Anonymous posted on Tuesday, March 27, 2001 - 1:15 pm
Can Mplus deal with unbalanced longitudinal data for mixture modeling?
With TYPE=MIXTURE MISSING, there is a listwise deletion done on both time-varying and time-invariant x variables. So any subject with a missing value on one or more x variables will be eliminated from the analysis.
Anonymous posted on Tuesday, April 06, 2004 - 12:02 pm
A question about data distribution assumptions in Version 3: You indicate on the web site that mixture models will now be estimable with binary, ordinal, nominal and count data as well as continuous data. What is the distribution assumed of the latent factors when working with the discrete scales? Are mixtures of normals still used at the level of the factors, or some other continuous distribution, or is a point mass approach taken where the factors have means but no variances (similar to what is in GLLAMM)? Thanks in advance for your clarification (guidance to references would also be appreciated if available).
bmuthen posted on Tuesday, April 06, 2004 - 1:07 pm
Mplus allows you to take either of the two approaches that you mention, a mixture of normals, or the non-parametric mass point approach. These two approaches are discussed in examples in chapter 7 of the Version 3 User's Guide. The User's Guide refers to work by Aitkin (1999) in Biometrics for the non-parametric approach. The following paper discusses the factor mixture approach with non-zero factor variances (see the Mplus home page for a pdf):
Lubke, G. & Muthén, B. (2003). Performance of factor mixture models. Under review, Multivariate Behavioral Research.
Anonymous posted on Tuesday, April 06, 2004 - 5:27 pm
I have a few questions about the data requirements for GMM. 1. What assumptions are made about the time structure of the data? Is it the same as conventional growth curve models where the Y variable can be unequally spaced, yet in the complete data individuals must be measured at the same time points? 2. Is it likewise assumed that time-varying covariates have the same distribution across individuals? 3. In version 3, is there still listwise deletion of data with missing values on the covariates? Thanks!
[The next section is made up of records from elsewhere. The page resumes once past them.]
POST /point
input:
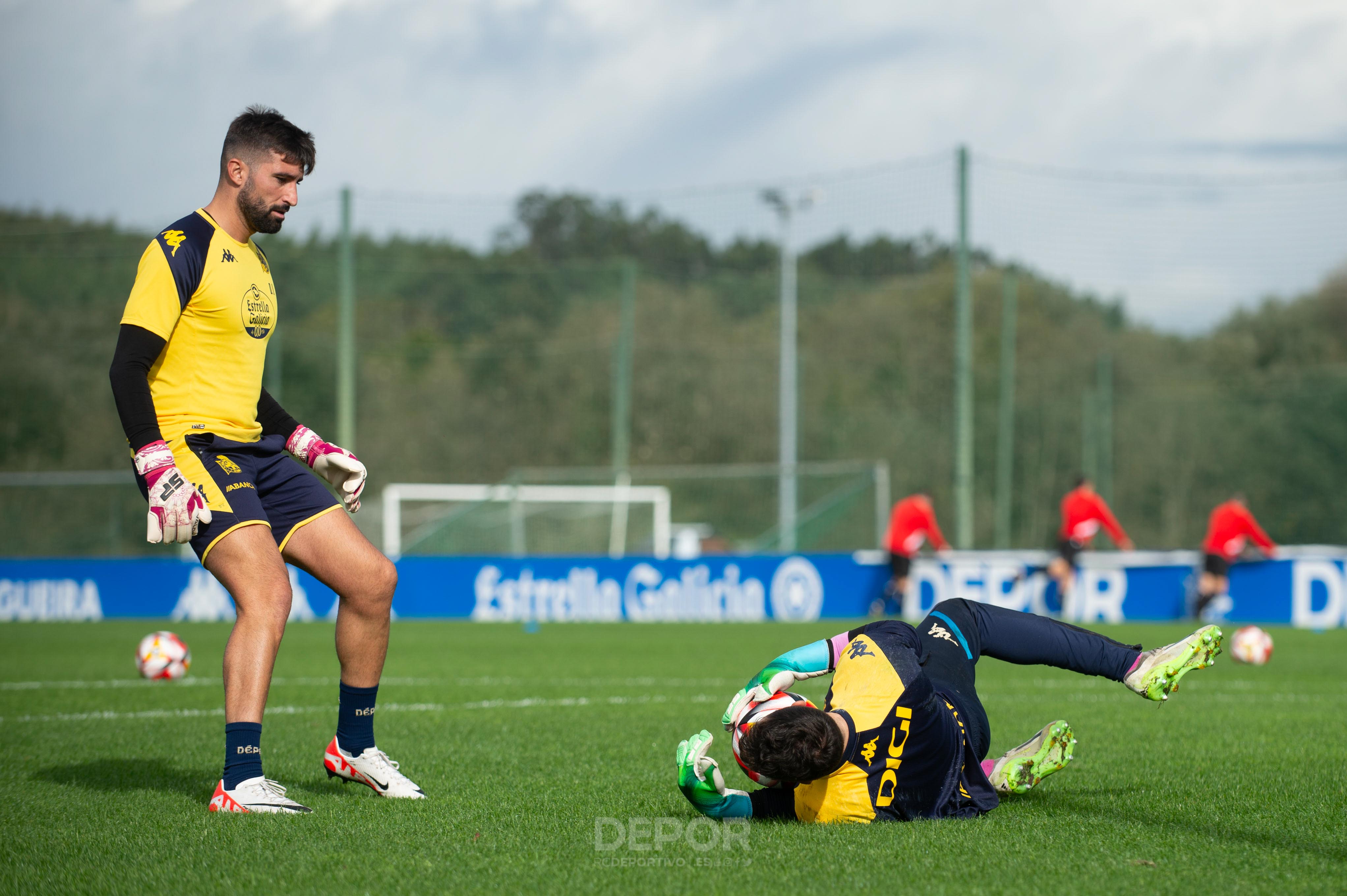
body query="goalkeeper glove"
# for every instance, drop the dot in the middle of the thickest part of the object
(708, 797)
(336, 465)
(177, 509)
(801, 664)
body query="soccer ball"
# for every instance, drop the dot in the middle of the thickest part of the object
(756, 712)
(1252, 645)
(163, 656)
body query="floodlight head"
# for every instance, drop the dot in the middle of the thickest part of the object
(811, 197)
(778, 201)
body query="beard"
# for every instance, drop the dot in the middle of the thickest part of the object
(256, 210)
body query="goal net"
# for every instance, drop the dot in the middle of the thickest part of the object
(526, 520)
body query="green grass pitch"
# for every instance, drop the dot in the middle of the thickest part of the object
(523, 741)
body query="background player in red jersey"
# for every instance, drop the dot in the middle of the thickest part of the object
(1083, 512)
(1229, 529)
(911, 525)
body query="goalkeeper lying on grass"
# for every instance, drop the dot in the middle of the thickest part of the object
(902, 734)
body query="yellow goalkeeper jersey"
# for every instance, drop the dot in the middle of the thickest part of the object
(213, 300)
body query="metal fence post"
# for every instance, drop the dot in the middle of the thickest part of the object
(962, 366)
(1005, 422)
(345, 330)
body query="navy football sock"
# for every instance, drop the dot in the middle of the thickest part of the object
(243, 753)
(356, 719)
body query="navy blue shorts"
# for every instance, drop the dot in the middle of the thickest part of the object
(249, 484)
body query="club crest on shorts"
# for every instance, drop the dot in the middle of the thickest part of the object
(939, 631)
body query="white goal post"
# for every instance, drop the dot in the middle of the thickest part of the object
(619, 495)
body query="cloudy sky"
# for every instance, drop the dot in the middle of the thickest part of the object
(1187, 156)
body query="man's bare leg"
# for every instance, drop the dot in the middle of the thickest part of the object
(335, 552)
(249, 566)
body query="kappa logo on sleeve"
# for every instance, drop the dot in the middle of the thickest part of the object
(174, 238)
(939, 631)
(859, 650)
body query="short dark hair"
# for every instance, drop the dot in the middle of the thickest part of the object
(263, 130)
(795, 744)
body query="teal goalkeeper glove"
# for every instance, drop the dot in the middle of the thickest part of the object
(708, 797)
(801, 664)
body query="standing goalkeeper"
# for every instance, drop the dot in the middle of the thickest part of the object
(209, 449)
(903, 734)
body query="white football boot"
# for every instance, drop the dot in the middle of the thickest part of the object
(254, 796)
(372, 767)
(1159, 670)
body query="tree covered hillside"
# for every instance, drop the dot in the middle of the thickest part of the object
(476, 364)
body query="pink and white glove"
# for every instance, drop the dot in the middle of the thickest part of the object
(336, 465)
(177, 509)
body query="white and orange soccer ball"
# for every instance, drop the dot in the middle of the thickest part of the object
(163, 656)
(755, 714)
(1252, 645)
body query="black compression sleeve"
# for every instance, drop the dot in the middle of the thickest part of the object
(138, 349)
(774, 802)
(273, 418)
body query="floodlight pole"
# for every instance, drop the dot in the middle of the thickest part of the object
(788, 397)
(1005, 419)
(962, 366)
(1104, 430)
(623, 409)
(345, 330)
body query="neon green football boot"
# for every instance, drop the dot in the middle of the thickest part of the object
(1035, 759)
(1157, 672)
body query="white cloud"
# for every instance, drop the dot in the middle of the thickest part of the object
(118, 111)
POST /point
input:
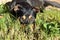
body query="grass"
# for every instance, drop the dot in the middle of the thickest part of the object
(47, 26)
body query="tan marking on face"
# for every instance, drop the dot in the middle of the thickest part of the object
(24, 17)
(30, 16)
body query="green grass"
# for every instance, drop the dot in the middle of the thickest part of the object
(47, 26)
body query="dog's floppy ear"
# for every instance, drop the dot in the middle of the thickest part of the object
(36, 9)
(16, 7)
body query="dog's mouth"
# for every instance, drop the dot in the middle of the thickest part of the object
(29, 20)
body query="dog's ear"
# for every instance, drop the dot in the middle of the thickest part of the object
(36, 9)
(16, 7)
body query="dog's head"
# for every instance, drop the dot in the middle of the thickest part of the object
(26, 13)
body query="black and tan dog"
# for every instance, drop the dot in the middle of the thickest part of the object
(25, 12)
(26, 9)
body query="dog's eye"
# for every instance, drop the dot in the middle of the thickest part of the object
(24, 17)
(30, 16)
1. You can have a model where the time scores are parameters in the model or where the time scores are treated as data. In the first situation, all individuals are measured at the same times. In the second option, individuals can be measured at different times.
2. No, time-varying covariates can also be measured at different times for different individuals.
3. Yes, but if you treat the x-variables as y-variables by mentioning their variances in the MODEL command, they will not be deleted. The only difference is that the model is not estimated condtioned on the x's but they are part of the model.
Ted Fong posted on Tuesday, March 18, 2014 - 3:02 am
Dear Dr. Muthen,
I have performed a factor mixture analysis on 9 continuous items and found a two-class (high vs low class), two-factor mixture model to the data.
However, a reviewer questions the validity of the two classes as they may arise because of violation of assumptions such as heavy skewness and kurtosis. He wants to know how badly-behaved the data are, that may in turn give rise to the mixture components.
I have checked that the skewness and kurtosis of the 9 variables are slightly negative (-1 to 0). 6 of the 9 variables appear to have a bimodal distribution. I have done TECH13 which rejects the multivariate skewness and kurtosis of the two-class, two-factor model.
I understand that the overall distribution of variables can be nonnormal in mixture analysis. I am not sure if my data behaves well or badly according to the view of the reviewer. Overall, he seems to question the use of mixture analysis to finding distinct meaningful subgroups VS its alternative indirect use of approximating some unknown distribution.
I have read the papers written by Bauer and your 2003 paper on substantial and statistical checking of mixture models. But I don't know where to proceed or how to respond to the reviewer.
Do you have any views on this matter? I would be grateful for any comments.
You can use BIC to argue on statistical grounds that a two-class factor mixture model is better than a regular 1-class factor model (or a two-class LCA).
You can use substantive theory to argue on subject-matter grounds that your two classes are useful and of substantive interest by relating the class membership to other variables as I argued in my 2003 response. You can use 3-step methods for that: R3STEP to look at antecedents (predictors of the latent class variable) and DCAT/DCON to look at consequences (distal outcomes; predictive validity).
I think you want to make both arguments in a mixture analysis.